Claire McLean, Makenzie Meendering, Tristan Swartz, Orri Gabbay, Alexandra Olsen, Rachel Jacobs, Nicholas Rosen, Philippe de Bree, Tony Garcia, Gadsden Merrill, Jake Sandakly, Julia Buffalini, Neham Jain, Steven Krenn, Moneish Kumar, Dejan Markovic, Evonne Ng, Fabian Prada, Andrew Saba, Siwei Zhang, Vasu Agrawal, Tim Godisart

2025-10-21

Embody 3D: A Large-scale Multimodal Motion and Behavior Dataset

Summary

This paper introduces Embody 3D, a really large collection of data showing how people move in 3D, created by researchers at Meta. It's designed to help build more realistic and responsive virtual avatars.

What's the problem?

Creating virtual avatars that move and behave like real people is incredibly difficult. Existing datasets either don't capture enough realistic movement, or they focus on very simple actions.

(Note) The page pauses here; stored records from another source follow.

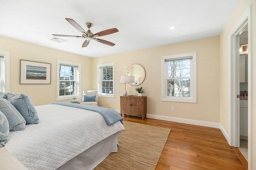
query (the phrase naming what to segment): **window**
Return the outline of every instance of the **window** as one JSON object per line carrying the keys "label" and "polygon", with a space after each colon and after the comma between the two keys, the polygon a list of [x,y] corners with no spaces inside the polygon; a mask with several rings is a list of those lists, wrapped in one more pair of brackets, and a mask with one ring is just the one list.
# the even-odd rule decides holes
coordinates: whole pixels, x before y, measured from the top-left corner
{"label": "window", "polygon": [[0,50],[0,91],[10,90],[10,52]]}
{"label": "window", "polygon": [[196,53],[162,57],[162,100],[196,103]]}
{"label": "window", "polygon": [[81,65],[58,60],[57,100],[80,97]]}
{"label": "window", "polygon": [[99,96],[114,97],[114,63],[98,65]]}

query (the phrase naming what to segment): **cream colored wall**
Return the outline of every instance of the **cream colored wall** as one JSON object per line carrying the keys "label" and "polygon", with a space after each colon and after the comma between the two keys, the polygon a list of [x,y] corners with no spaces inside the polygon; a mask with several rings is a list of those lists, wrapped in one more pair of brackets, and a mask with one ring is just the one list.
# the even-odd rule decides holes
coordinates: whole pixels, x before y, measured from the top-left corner
{"label": "cream colored wall", "polygon": [[[197,54],[197,103],[161,101],[161,57],[192,52]],[[99,105],[120,110],[120,96],[124,89],[124,85],[120,83],[120,77],[125,75],[130,65],[139,64],[146,72],[141,85],[146,89],[143,95],[147,97],[147,114],[219,123],[219,38],[215,37],[94,58],[92,87],[97,86],[97,65],[115,63],[115,97],[100,97]],[[127,84],[128,93],[136,95],[136,87]],[[175,107],[175,111],[171,111],[172,106]]]}
{"label": "cream colored wall", "polygon": [[[56,67],[58,59],[81,64],[82,89],[91,89],[91,58],[1,36],[0,49],[10,52],[10,93],[27,94],[35,105],[48,104],[56,101]],[[51,63],[51,83],[20,84],[20,59]],[[82,92],[81,95],[82,95]],[[82,98],[77,99],[77,100],[82,101]]]}
{"label": "cream colored wall", "polygon": [[[251,161],[249,162],[249,168],[251,170],[256,169],[256,1],[255,0],[242,0],[238,6],[230,19],[227,24],[220,36],[220,123],[226,132],[228,133],[228,38],[229,34],[230,33],[233,27],[235,26],[239,18],[245,11],[251,6],[251,95],[249,96],[249,102],[252,103],[251,113],[253,113],[252,117],[249,121],[251,121],[250,130],[251,132],[249,134],[248,140],[250,143]],[[249,110],[250,111],[250,110]],[[248,114],[250,114],[248,112]],[[250,132],[250,131],[249,131]]]}

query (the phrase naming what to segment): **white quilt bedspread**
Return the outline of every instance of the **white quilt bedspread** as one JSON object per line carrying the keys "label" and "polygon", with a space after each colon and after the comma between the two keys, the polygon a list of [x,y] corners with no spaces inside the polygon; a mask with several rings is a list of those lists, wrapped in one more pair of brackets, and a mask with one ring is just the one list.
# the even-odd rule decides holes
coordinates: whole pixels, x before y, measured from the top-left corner
{"label": "white quilt bedspread", "polygon": [[54,170],[99,141],[124,128],[108,126],[92,111],[57,105],[36,107],[38,124],[10,132],[5,147],[28,169]]}

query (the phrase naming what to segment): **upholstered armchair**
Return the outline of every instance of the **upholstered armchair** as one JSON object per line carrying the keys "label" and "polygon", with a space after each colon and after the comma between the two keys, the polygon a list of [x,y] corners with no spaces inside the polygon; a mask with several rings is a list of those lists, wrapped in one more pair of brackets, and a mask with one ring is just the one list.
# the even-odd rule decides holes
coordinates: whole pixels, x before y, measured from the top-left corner
{"label": "upholstered armchair", "polygon": [[84,91],[82,102],[80,104],[98,106],[98,91],[92,90]]}

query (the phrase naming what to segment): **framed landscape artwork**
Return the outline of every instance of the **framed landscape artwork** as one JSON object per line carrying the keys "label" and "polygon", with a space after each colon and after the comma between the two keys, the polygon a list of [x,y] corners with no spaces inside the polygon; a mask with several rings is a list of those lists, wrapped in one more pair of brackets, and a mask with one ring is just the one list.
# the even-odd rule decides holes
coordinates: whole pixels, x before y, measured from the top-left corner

There was a need for a dataset that included a wide variety of natural human motions, including things like conversations, gestures, and even how people move around each other in a space.

What's the solution?

The researchers collected data from over 400 people using a bunch of cameras to track their full body and hand movements. They recorded people doing all sorts of things – following instructions, making gestures, walking around, and even interacting with each other in simulated real-life scenarios like having a discussion or working together. This resulted in over 54 million frames of 3D motion data, along with audio and text descriptions of what was happening.

Why it matters?

This dataset is a big step forward for virtual reality and avatar technology. By providing a huge amount of realistic motion data, it will allow developers to create avatars that are much more believable and natural, making virtual interactions feel more immersive and engaging. It could improve everything from video games to virtual meetings to how we interact with AI assistants.

Abstract

The Codec Avatars Lab at Meta introduces Embody 3D, a multimodal dataset of 500 individual hours of 3D motion data from 439 participants collected in a multi-camera collection stage, amounting to over 54 million frames of tracked 3D motion. The dataset features a wide range of single-person motion data, including prompted motions, hand gestures, and locomotion; as well as multi-person behavioral and conversational data like discussions, conversations in different emotional states, collaborative activities, and co-living scenarios in an apartment-like space. We provide tracked human motion including hand tracking and body shape, text annotations, and a separate audio track for each participant.